Despretensioso e divertido, assim é Mamma Mia!
- Publicado sexta-feira, 05.09.2008 por Gustavo Faraon
- Cinema
Ontem pude assistir, em pré-estréia, ao musical Mamma Mia!, que chega aos cinemas oficialmente dia 12 de setembro, sexta que vem. Talvez seja um pouco bizarro fazer uma coisa dessas, mas meu elogio ao filme destaca praticamente só pontos negativos, ou que ao menos seriam considerados negativos em outra produção que não esta.
Tudo o que eu jamais esperava de um filme de um grande estúdio, com orçamento de US$ 52 milhões e repleto de astros como Meryl Streep, Pierce Brosnan e Colin Firth, era um certo ar de amadorismo. E ele está presente em quase todas as cenas do filme, do início ao fim. Essa característica é fundamental para dar um tom despretencioso à produção, que também é muito engraçada.
Chama atenção que, em um musical, alguns dos atores principais simplesmente não sabem canatar, não fazem a menor idéia de como cantar. Salvam-se Meryl Streep e a protagonista Amanda Seyfriend, mas a trio masculino formado por Brosnan, Firth e Stellan Skarsgard é absolutamente péssimo no quesito. O mais estranho é que isso funciona, e muitíssimo bem.
Outra coisa interessante: há várias cenas claramente avacalhadas, onde a piada ou a veia cômica está tão em primeiro plano que não há nenhum constrangimento em descuidar de tudo mais. Se metade dos figurantes errou completamente o tempo da coreografia mas o take ficou engraçado, então valeu. A cena ficou mais brega do que música do Fábio Júnior e isso pode render umas gargalhadas? Ótimo. Essa é mais ou menos a filosofia por trás de Mamma Mia! que, diga-se, soube se apoiar muito bem em uma seleção musical a base de ABBA.

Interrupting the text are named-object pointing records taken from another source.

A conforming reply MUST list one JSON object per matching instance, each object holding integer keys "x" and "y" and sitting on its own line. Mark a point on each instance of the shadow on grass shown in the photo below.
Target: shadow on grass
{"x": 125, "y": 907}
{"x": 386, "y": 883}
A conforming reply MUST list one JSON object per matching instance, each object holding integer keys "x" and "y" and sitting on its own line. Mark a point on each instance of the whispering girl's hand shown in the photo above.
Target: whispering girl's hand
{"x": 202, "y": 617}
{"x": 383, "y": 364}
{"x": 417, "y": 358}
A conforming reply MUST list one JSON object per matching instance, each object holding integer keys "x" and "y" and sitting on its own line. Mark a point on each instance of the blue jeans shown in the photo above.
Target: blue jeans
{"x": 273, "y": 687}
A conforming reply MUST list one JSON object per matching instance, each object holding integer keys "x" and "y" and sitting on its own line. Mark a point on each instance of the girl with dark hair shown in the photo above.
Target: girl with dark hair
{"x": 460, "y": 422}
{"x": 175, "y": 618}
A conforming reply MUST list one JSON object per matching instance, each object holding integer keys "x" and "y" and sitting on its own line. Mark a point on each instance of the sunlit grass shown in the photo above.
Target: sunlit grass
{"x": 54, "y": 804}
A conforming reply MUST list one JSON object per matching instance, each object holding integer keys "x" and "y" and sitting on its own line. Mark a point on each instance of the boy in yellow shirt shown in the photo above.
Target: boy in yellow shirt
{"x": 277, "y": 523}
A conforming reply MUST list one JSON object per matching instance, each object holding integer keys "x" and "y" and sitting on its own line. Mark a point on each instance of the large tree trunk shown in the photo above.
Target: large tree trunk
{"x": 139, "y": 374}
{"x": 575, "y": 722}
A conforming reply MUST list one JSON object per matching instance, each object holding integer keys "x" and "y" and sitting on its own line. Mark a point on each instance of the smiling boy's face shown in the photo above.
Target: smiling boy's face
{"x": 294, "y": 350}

O final, ao pior (mas, neste caso específico, ao melhor) estilo novela das sete, o espectador quase não acredita que a produção teve coragem de fazer daquele jeito, tão “amador”. Melhor que isso só mesmo os dois números apresentados junto aos créditos finais, que não deixam ninguém ir embora da sala de cinema.
Resumindo, Mamma Mia! é um filme despretensioso, leve e bastante divertido. Desde que não vá esperando uma obra de arte ou algo super sério, só alguém muito ranzinza pode sair do cinema insatisfeito. Os pontos altos são: amadorismo, números musicais bizarros, coreografias avacalhadas, cantorias desafinadas e espontaneidade. Acredite, isso tudo junto funciona!